Blog

Why We Wrote a Paper Against Browser Automation

Name: Unbrowse
Author: Unbrowse

Every browser automation agent does the same thing: spin up a headless browser, click through page elements, wait for renders, retry on failure, and burn tokens narrating what it sees. We spent the last year asking: what if most of that work is unnecessary?

Lewis Tham

April 5, 2026

Why We Wrote a Paper Against Browser Automation

Published 2026-04-05

The answer became our paper, "Internal APIs Are All You Need: Shadow APIs, Shared Discovery, and the Case Against Browser-First Agent Architectures" (arxiv.org/abs/2604.00694).
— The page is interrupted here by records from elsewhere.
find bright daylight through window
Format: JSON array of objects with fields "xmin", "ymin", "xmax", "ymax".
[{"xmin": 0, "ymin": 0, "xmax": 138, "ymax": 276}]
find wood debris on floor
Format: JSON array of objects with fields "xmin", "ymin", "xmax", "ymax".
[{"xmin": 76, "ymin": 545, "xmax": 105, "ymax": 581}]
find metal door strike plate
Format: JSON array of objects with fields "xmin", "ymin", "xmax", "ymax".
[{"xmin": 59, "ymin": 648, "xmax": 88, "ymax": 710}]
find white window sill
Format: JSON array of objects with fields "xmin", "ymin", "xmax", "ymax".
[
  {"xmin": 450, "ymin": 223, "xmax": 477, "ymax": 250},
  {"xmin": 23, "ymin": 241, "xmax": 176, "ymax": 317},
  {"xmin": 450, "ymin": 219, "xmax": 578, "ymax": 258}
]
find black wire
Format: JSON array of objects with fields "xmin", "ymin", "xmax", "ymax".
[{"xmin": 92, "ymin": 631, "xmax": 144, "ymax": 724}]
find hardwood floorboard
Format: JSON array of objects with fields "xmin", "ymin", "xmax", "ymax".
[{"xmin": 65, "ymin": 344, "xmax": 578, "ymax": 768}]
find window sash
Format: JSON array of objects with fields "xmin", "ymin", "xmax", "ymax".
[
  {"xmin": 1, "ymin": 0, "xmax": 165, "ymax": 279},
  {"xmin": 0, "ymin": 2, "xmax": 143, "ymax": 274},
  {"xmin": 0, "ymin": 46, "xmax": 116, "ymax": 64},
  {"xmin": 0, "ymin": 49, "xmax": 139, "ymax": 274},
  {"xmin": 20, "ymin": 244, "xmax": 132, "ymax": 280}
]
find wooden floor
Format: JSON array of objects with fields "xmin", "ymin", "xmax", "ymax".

The problem: rediscovering the wheel on every run

Modern browser-first agents treat every website as a visual puzzle. They render the page, parse the DOM, decide where to click, wait for the result, and repeat. Each run starts from scratch, with no memory of prior visits.

This is wildly inefficient. The agent is spending tokens and wall-clock time doing what a human intern would do on their first day - figuring out how the site works. Except the agent does this every single time.

Worse, most of that "figuring out" leads to the same destination: an HTTP call to a backend API. The button click triggers a fetch. The form submission hits a REST endpoint. The page load pulls data from a JSON API. The browser is just a middleman.

The insight: shadow APIs are already there

Almost every modern website is a thin client over an internal API layer. React, Next.js, Vue, Svelte - they all fetch data from backend endpoints that were never intended to be public, but are fully callable if you know the route, headers, and payload shape.

We call these shadow APIs: internal endpoints that are not documented, not versioned for external consumers, but are perfectly stable and machine-callable. They are the real interface to the service. The browser UI is just one consumer of them.

In our study across 94 domains - spanning e-commerce, SaaS, media, finance, and government sites - we found exploitable internal API surfaces on every single one. Not most. All of them.

The evidence: 6.7x faster, 60% fewer tokens

We benchmarked direct API route execution against Playwright-based browser automation across those 94 domains on identical tasks: search, retrieve, submit, extract.

The results were not close:

6.7x faster median task completion vs. Playwright agents
60% fewer tokens consumed per task
100% task-level win rate - the API route matched or beat browser automation on every domain tested

The speed gap comes from eliminating rendering, DOM traversal, and visual reasoning entirely. The token savings come from replacing long chains of "I see a button labeled X, I will click it, now I see..." with a single structured API call.

The solution: shared route memory

Speed and token savings are good, but the real contribution is architectural. If an agent discovers that a site's search endpoint accepts a JSON body with a query field and returns structured results, that knowledge should persist. Not just for the next run, but for every agent that visits that domain.

We call this shared route memory: a collectively-built, continuously-verified map of API surfaces across the web. Once one agent discovers a route, no agent ever needs to rediscover it. The marginal cost of visiting a known domain drops to near zero.

This is the opposite of how browser automation works. Browser agents are stateless by design - every session is a blank slate. Shared route memory makes agents stateful across runs, across users, and across time.

What this means

Browser automation is not going away tomorrow. Some sites genuinely require browser interaction - CAPTCHAs, complex multi-step auth flows, heavily obfuscated SPAs. But those are the exception, not the rule.

For the vast majority of web tasks that agents perform today - data retrieval, form submission, search, content extraction - there is a faster, cheaper, more reliable path that skips the browser entirely.

The paper lays out the evidence. Unbrowse is the implementation.